Ein Standardargument der Versicherer lautet seit Jahren, Ärzte seien auf die höheren Honorare zur Behandlung von Privatpatienten angewiesen, um eine ‘moderne Infrastruktur’ aufrecht zu erhalten (Meldung: DER SPIEGEL 36/2017). In derselben SPIEGEL-Meldung steht ein Satz vorher zu lesen, die Zahl der Privatpatienten sei von 2011 bis 2015 von 8,98 auf 8,79 Millionen gesunken. Möglicherweise verliere die Behandlung von Privatpatienten an Bedeutung, mutmaßt der SPIEGEL.
Tamm-Tamm der Lobbyisten
Offensichtlich wird die Bedeutung der privaten Kassen infolge des lauten Tamm-Tamms ihrer Lobbyisten weit überschätzt. Sicher bekäme einige auf die ausschließliche Behandlung von Privatpatienten spezialisierte Arztpraxen Probleme bei Wegfall der privaten Krankenversicherung. In Hessen wären das z.B. 5,5 %, ein geringer Bruchteil also. Weitaus höher wäre die Anzahl der Praxen, die in Existenznöte gerieten, würde ein Drittel oder nur ein Viertel der Kassenpatienten ausbleiben.

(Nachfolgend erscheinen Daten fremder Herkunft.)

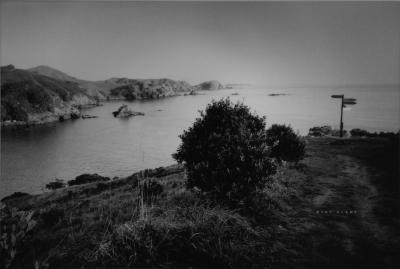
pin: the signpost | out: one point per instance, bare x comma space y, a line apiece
344, 102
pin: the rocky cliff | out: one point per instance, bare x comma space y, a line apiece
44, 94
130, 89
29, 98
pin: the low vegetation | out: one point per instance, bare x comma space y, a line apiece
176, 217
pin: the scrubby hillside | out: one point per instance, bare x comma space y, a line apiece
51, 72
125, 88
336, 209
149, 88
28, 97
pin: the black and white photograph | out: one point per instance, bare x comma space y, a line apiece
199, 134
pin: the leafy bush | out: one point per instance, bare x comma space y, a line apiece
150, 189
225, 151
87, 178
285, 144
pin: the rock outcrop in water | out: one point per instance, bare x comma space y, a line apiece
124, 112
209, 86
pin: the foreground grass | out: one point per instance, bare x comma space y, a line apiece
116, 224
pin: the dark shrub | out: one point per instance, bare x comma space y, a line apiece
336, 132
15, 195
285, 144
56, 184
150, 189
320, 131
225, 151
87, 178
359, 132
52, 216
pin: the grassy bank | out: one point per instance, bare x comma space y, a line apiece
338, 207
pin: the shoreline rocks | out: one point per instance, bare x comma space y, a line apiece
124, 112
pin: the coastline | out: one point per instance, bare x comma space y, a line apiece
349, 184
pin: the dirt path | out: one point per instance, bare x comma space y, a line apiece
345, 201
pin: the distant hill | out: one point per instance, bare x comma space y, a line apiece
121, 88
43, 94
149, 88
33, 98
51, 72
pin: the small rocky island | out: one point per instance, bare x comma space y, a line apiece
124, 112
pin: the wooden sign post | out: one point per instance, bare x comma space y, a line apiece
344, 102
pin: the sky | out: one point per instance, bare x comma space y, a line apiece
264, 43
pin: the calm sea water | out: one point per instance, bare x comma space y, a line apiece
110, 146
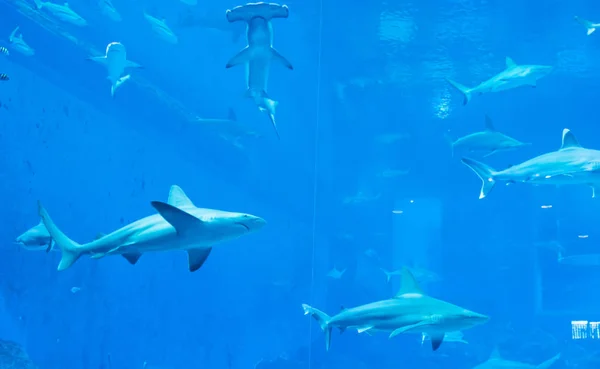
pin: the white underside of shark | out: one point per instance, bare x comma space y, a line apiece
115, 61
571, 164
410, 311
512, 77
180, 225
259, 52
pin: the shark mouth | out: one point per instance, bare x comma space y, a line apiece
245, 226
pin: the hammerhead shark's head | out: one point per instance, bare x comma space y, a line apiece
180, 225
497, 362
513, 76
489, 140
115, 61
36, 238
259, 52
410, 311
62, 12
571, 164
18, 44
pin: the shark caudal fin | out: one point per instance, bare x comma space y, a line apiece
589, 26
323, 320
70, 250
464, 90
485, 173
548, 363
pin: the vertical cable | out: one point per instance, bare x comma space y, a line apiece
315, 182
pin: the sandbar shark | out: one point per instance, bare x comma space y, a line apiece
571, 164
497, 362
180, 225
259, 52
17, 43
589, 26
489, 140
115, 61
410, 311
512, 76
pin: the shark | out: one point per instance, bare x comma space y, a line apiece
410, 311
589, 26
179, 225
62, 12
115, 61
36, 238
456, 337
497, 362
512, 76
489, 141
159, 26
571, 164
17, 43
109, 10
259, 52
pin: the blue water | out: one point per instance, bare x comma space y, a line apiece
367, 94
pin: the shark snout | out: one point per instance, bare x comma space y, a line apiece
251, 222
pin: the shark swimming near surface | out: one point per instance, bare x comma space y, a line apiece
115, 61
589, 26
179, 225
513, 76
410, 311
571, 164
259, 52
489, 141
17, 43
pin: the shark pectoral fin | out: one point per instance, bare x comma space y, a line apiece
490, 153
280, 58
180, 220
436, 340
132, 257
130, 64
407, 328
98, 59
364, 329
50, 246
241, 57
178, 198
197, 257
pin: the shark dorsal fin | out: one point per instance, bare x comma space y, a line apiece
569, 140
495, 353
510, 63
489, 125
178, 198
409, 284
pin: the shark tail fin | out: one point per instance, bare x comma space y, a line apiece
323, 320
485, 173
589, 26
548, 363
118, 84
70, 250
462, 89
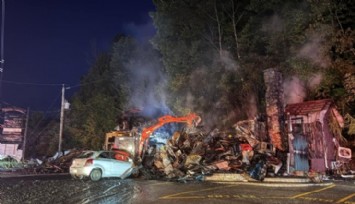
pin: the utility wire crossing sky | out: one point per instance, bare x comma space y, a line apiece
50, 43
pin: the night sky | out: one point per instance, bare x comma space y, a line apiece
51, 42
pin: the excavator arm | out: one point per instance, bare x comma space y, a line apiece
190, 119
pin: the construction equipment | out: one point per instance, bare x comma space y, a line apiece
131, 143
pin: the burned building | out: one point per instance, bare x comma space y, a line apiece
313, 137
12, 131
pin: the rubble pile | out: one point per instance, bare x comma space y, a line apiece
59, 163
190, 155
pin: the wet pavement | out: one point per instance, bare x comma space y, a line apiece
64, 189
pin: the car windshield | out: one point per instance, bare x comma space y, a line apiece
86, 155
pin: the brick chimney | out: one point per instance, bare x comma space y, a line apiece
274, 107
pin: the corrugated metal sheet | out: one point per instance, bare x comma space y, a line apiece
307, 107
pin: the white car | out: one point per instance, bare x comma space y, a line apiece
99, 164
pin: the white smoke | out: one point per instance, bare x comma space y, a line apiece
312, 51
315, 80
294, 90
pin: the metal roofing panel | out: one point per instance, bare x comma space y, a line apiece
307, 107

So wird ein Schuh daraus: Die Masse des gesetzlich versicherten Kleinviehs sorgt hauptsächlich für den Mist, auf dem das gesamte Gesundheitssystem gedeiht. Die kleineren privaten Haufen können diesen nicht ansatzweise ausgleichen, auch wenn das propagandistische Gebläse der Bürgerversicherungs-Gegner das Gegenteil weismachen will.
Anders herum könnte die überwiegende Mehrheit der niedergelassenen Mediziner eher auf Privatpatienten verzichten. Tatsächlich tun dies einige bereits heute. Die ‘Frankfurter Rundschau’(27.12.17) berichtete über einen hessischen Landarzt, der sich nur noch um Kassenpatienten kümmert. An der Behandlung von Privatpatienten nervte ihn u.a. der aufwendige Schreibkram. Er musste die komplexen Behandlungsrechnungen persönlich schreiben. Dieser Aufwand habe sich bei Standarduntersuchungen für 20 Euro kaum gelohnt.

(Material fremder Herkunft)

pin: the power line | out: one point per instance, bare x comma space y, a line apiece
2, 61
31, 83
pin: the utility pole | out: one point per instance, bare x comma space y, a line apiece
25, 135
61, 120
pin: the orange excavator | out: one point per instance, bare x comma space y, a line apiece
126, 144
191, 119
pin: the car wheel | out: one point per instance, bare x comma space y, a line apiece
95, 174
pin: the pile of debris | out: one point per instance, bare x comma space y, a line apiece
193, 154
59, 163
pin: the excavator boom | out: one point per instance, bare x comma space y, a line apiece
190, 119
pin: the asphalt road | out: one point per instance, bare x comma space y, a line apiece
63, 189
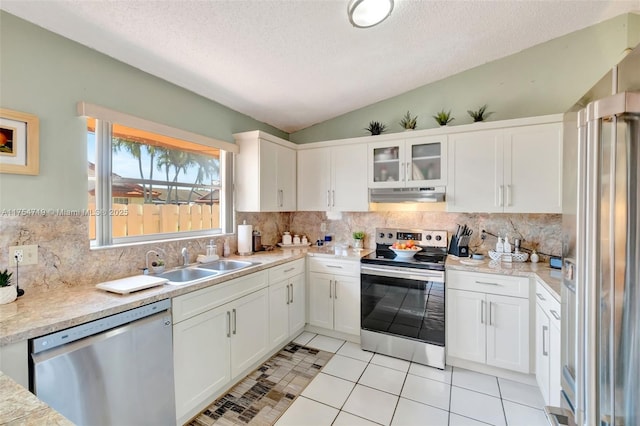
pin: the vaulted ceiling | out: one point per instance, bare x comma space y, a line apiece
294, 63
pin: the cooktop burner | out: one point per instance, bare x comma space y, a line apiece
432, 256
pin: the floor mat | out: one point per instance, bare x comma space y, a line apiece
264, 395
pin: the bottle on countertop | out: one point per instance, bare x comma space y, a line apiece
226, 248
507, 245
286, 239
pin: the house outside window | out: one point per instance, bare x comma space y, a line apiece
145, 186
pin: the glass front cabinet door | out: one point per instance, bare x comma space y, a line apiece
411, 163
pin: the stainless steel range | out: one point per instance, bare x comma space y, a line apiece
402, 300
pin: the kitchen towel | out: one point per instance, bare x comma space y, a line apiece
244, 238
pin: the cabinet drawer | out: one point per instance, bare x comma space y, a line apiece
286, 271
196, 302
338, 267
548, 303
489, 283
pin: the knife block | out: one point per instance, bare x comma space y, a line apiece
456, 249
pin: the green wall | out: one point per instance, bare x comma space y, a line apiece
544, 79
44, 74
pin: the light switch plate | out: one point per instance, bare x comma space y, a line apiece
29, 254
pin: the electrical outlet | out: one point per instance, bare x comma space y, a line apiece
27, 255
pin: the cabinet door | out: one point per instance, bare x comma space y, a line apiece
314, 179
286, 168
346, 307
249, 330
386, 164
508, 332
533, 169
426, 161
349, 178
268, 181
278, 313
466, 331
555, 366
542, 352
475, 172
201, 359
321, 300
297, 304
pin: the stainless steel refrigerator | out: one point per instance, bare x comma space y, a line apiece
601, 248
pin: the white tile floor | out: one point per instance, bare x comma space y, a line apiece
359, 388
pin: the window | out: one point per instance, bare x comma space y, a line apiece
145, 186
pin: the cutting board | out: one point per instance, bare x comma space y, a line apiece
131, 284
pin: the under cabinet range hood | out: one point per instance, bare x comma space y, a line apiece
432, 194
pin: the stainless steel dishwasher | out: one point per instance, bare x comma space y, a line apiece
116, 370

Durch Reklamationen sei zusätzlich Zeit für Kassenpatienten verloren gegangen. 80 % der Privatpatienten seien Beamte gewesen. Bestens versorgt seien manche von ihnen mit abstrusen Wünschen gekommen wie Untersuchungen nach Spurenelementen und Nahrungsmittelallergien. Die übrigen Privatpatienten seien zumeist als junge, gesunde Menschen in die Privatversicherung eingetreten, könnten jedoch später die steigenden Prämien nicht mehr zahlen. Zudem hätten sie eine hohe Selbstbeteiligung. Sie würden auf abgespeckte Billiguntersuchungen bestehen und scheuten teure Medikamente. Rehas und Psychotherapien wären häufig von Privatversicherungen ausgeschlossen. Klar, sie kosten viel und schmälern in der Bilanz die Gewinne. Diese System sei der Gesundheit nicht förderlich und ohne die Beamtenschaft tot, meint der Landarzt.

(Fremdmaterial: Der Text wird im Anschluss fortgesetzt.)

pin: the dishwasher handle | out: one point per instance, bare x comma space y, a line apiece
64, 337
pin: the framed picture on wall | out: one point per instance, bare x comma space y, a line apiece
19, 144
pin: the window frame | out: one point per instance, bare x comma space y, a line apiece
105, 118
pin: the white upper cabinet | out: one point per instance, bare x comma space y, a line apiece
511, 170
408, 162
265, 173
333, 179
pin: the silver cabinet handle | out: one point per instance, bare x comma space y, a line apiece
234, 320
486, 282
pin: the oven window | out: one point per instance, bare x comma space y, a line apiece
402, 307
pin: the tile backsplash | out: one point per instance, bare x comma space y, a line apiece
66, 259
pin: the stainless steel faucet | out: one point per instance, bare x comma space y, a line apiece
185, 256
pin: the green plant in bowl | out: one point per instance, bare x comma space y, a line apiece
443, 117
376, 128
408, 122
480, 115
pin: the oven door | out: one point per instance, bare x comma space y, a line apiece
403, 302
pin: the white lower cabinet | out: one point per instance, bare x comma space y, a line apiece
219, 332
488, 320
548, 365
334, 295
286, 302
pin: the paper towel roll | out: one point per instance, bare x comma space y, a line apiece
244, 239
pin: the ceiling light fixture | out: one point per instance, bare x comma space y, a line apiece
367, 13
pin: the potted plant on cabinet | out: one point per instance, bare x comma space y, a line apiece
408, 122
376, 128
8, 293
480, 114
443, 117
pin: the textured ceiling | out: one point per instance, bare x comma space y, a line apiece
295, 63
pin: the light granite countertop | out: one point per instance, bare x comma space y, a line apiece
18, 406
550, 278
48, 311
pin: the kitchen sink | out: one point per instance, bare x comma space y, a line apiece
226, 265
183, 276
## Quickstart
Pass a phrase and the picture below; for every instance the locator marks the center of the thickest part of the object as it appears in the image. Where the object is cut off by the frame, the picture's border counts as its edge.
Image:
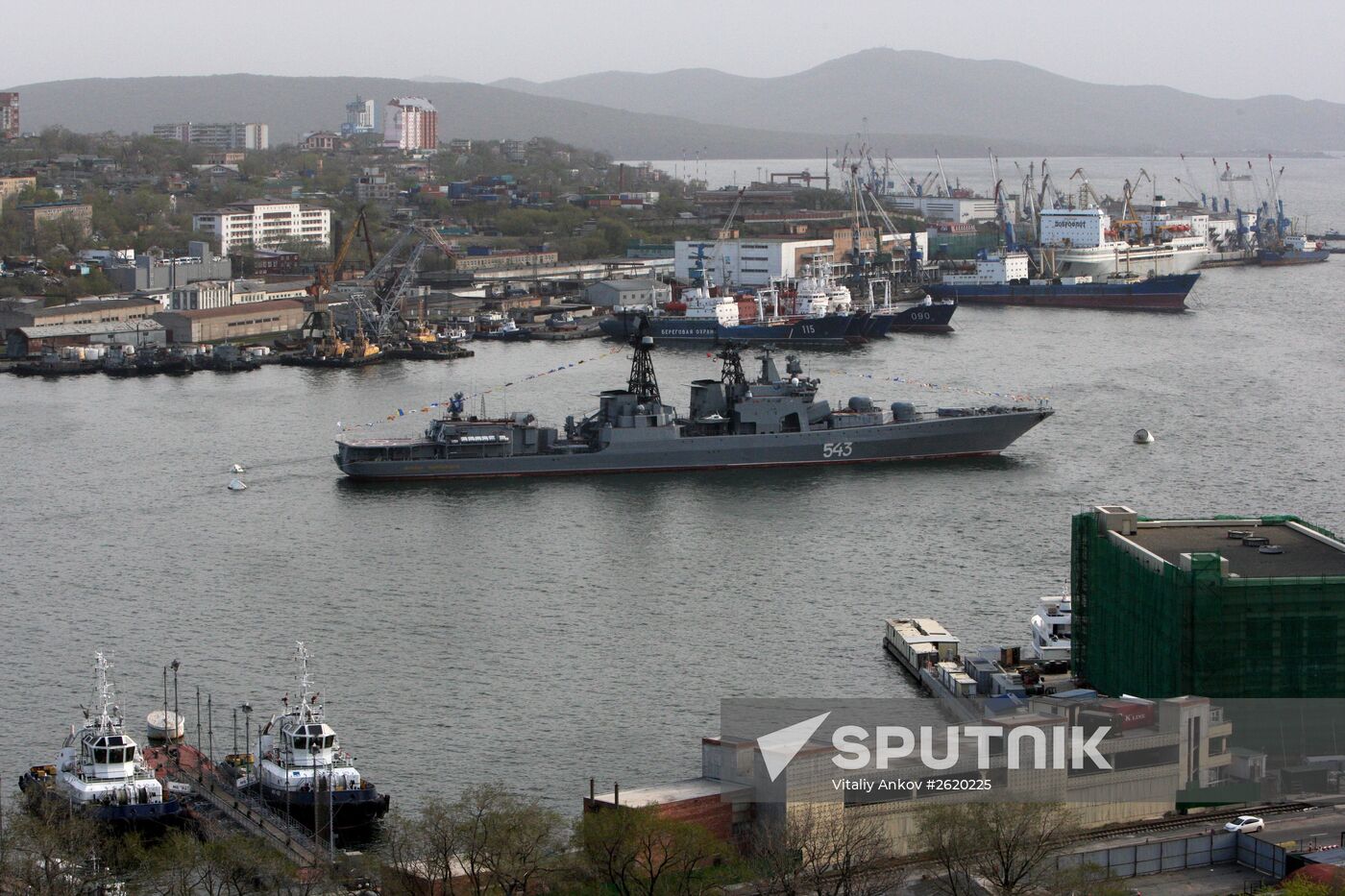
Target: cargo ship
(732, 423)
(1293, 251)
(1082, 242)
(1005, 280)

Fazit: Die Zweit-Klassigkeit besteht nicht nur zwischen gesetzlichen und privaten Kassen, sondern bereits innerhalb der letzteren. Ein weiterer Grund, endlich eine einheitliche Bürgerversicherung einzuführen. Private Kassen brauchen nicht direkt geschleift zu werden, sie können sich auf Zusatzversicherungen spezialisieren. Leider wird wohl noch einige Zeit vergehen, bis endlich ein erster zaghafter Schritt in diese Richtung erfolgt. Das Beispiel des gesetzlichen Mindestlohnes spricht hier Bände.
Harald Schauff ist Redakteur der Kölner Obdachlosen- und Straßenzeitung "Querkopf". Sein Artikel ist im "Querkopf", Ausgabe Februar 2018, erschienen.